The term for what you are looking for generally is a “perfect hash function”, with the addition that you want some potentially manageable degree of randomness.

In general the state of the art is that you use an algorithmic method that generates a mapping, and then save that final mapping. There are lots of interesting ways to go about this (and more), but the problem comes down to the fact that the probability of a collision with any random method is likely going to guarantee a collision before you exhaust your input space. I’ll provide an example of this now, in C# code (copy/paste-able code, I believe):

  System.Text.StringBuilder Sb = new System.Text.StringBuilder();

  System.Collections.Generic.HashSet<string> results = new System.Collections.Generic.HashSet<string>();

  using (System.Security.Cryptography.SHA512 hash = System.Security.Cryptography.SHA512Managed.Create() ) {
    System.Text.Encoding enc = System.Text.Encoding.UTF8;

    for (int input = 0; input < 10000; input++) {
      Byte[] result = hash.ComputeHash(enc.GetBytes(input.ToString()));

      foreach (Byte b in result) {
        Sb.Append(b.ToString("x2"));
      }

      results.Add(Sb.ToString().Substring(Sb.Length - 3));
    }

  }

What I’m doing is giving an input value of 0-9999, converting it to a SHA512 hash, and then only taking the last 3 alphanumeric digits.
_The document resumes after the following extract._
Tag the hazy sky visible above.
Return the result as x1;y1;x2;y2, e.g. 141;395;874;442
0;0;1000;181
You can then compare the size of the HashSet to the inputs to determine just how many duplicates you have.

The result: with 10000 inputs you only get 3735 unique results. Ouch – that’s a lot of collisions! If you change your request to mapping to 4 digits (change the above final line of code to Sb.Length – 4), you get 9303 – not bad! If you allow 5 digits of output you get 9955 – still with the collisions, and we’ve massively extended our allowable output and only allow 10000 inputs!

So if you used such a method you need to restrict your maximum inputs considerably and likely increase the size of the output too.

If you didn’t care so much about randomness, you could use (x + 18) % 46656, as in replacing the last line with this:

results.Add(((input + 18) % 46656).ToString());

This results in zero collisions and runs a lot faster, too. The output is not at all random, of course, especially if you move up in sequence.

Now, with some hand-tuning I did manage to come up with this little doozy:

results.Add(((input * (40001) + 11) % 46656).ToString());

So take the input, multiply it by 40001, add 11, then “wrap-around” it to your maximum input. On 0-46656 as input it generates no collisions, and yet it jumps all over the place – f(1)->400012, while f(2)->33357. If you skip using the first few inputs (0-2) the function that generates these numbers is even more opaque, and as this is non-linear it is not easy to find the function that generates this set. Multiply by an odd number and you can use this as a kind of “seed” to your function – prime numbers might be an even better choice! Small numbers result in less jumpiness, while multiplying by the same number you are taking the mod of is…well, always 0. I suspect somewhere in the middle/high side is ideal.

Then parse the integer output into your desired string format, and tadah, Bob’s your uncle!

Now if you want something more random with measurable entropy and that takes a very long time to reverse-engineer…well, that’s going to be harder to arrange by far.

I hope this is at least helpful on getting you closer to where you want to go.